The appointment responded to rapid international growth, increasing delivery complexity, and the need for greater consistency, cost control, and governance across regions and delivery partners.
Prior to Crux’s appointment, JLR faced familiar challenges at scale: repeated briefing, inconsistent outcomes between regions, rising costs driven by late decisions, and increasing risk introduced by multiple delivery partners interpreting standards differently.
Projects were frequently treated as standalone “hero” commissions, resulting in unnecessary redesign, duplicated effort, and loss of design intent between strategy and build. JLR required a system that could move quickly, support global rollout, and protect quality without slowing delivery.
Crux approached the guidelines as a strategic delivery tool, not a design manual. Drawing on four years of embedded project experience across multiple large scale JLR sites, the team translated lived knowledge into a clear, repeatable system.
“Projects were frequently treated as standalone “hero” commissions, resulting in unnecessary redesign, duplicated effort, and loss of design intent between strategy and build.
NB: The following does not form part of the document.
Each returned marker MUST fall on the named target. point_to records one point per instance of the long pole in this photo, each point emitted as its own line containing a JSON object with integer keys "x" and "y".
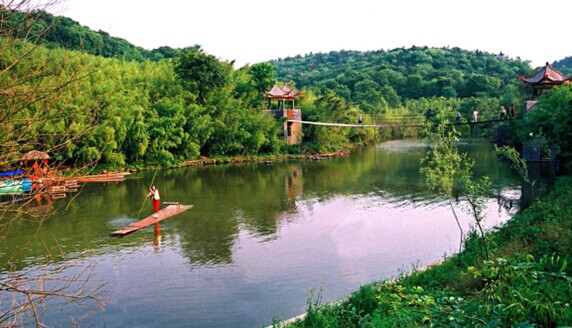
{"x": 152, "y": 181}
JLR required a system that could move quickly, support global rollout, and protect quality without slowing delivery.”
— Heather Saunders, Founder | Principle
Key Features
Global design system covering 13 environment and asset categories
Mandatory standards combined with clear decision-making frameworks
Defined rules for what is fixed and what can flex by region and site
Integrated workplace, laboratory, engineering, and facilities guidance
Designed to accelerate projects while reducing cost and delivery risk
The guidelines were developed through targeted interviews with regional teams, observation of how environments were actually used, and testing against real buildings, constraints, and delivery models. Pilot applications on live projects ensured the guidance was practical, buildable, and commercially realistic.
Crux embedded feasibility led decision making early, integrating workplace, lab, engineering, and facilities standards into a single framework. Governance, procurement support, approval routes, and escalation rules were defined to ensure the guidelines could be confidently used by internal teams, external consultants, and contractors alike.
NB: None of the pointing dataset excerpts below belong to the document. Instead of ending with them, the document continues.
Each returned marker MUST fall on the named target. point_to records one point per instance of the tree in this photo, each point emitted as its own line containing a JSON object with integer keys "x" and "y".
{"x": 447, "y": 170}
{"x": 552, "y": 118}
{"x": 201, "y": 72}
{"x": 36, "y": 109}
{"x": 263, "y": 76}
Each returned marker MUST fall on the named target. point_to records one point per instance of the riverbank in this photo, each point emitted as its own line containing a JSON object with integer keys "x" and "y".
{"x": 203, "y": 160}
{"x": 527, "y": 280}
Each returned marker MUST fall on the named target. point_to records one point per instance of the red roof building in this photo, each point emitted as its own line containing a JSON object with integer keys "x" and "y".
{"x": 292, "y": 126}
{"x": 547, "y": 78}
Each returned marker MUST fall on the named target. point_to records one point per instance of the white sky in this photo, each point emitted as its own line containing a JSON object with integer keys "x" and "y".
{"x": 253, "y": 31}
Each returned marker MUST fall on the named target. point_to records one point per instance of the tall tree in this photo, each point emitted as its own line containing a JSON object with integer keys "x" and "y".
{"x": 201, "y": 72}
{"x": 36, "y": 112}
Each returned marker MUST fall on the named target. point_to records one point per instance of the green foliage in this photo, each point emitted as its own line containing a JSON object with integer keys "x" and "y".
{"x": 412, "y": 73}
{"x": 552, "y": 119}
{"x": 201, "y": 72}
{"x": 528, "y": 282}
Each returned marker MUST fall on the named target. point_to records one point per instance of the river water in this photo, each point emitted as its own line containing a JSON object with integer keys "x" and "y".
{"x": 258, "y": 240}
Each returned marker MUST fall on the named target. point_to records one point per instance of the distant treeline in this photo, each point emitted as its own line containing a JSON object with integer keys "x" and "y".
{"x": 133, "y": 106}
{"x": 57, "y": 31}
“Following implementation, JLR experienced faster project mobilisation, improved cost certainty, and more consistent quality across regions. Design rework was reduced, delivery partner performance improved, and alignment between UK and global teams strengthened.”
— Former Client
Following implementation, JLR experienced faster project mobilisation, improved cost certainty, and more consistent quality across regions. Design rework was reduced, delivery partner performance improved, and alignment between UK and global teams strengthened.
Risk was significantly reduced at early stages, enabling projects to move forward with greater confidence and fewer late-stage surprises.
These guidelines were different because they transformed a multi year internal effort into a rigorous, globally deployable system in just four months, delivered independently, at speed, and refined through relentless iteration with the right stakeholders rather than the loudest ones.
This project demonstrates Crux’s ability to convert complexity into clarity at portfolio scale, enabling organisations to move faster, spend less, and deliver better environments worldwide.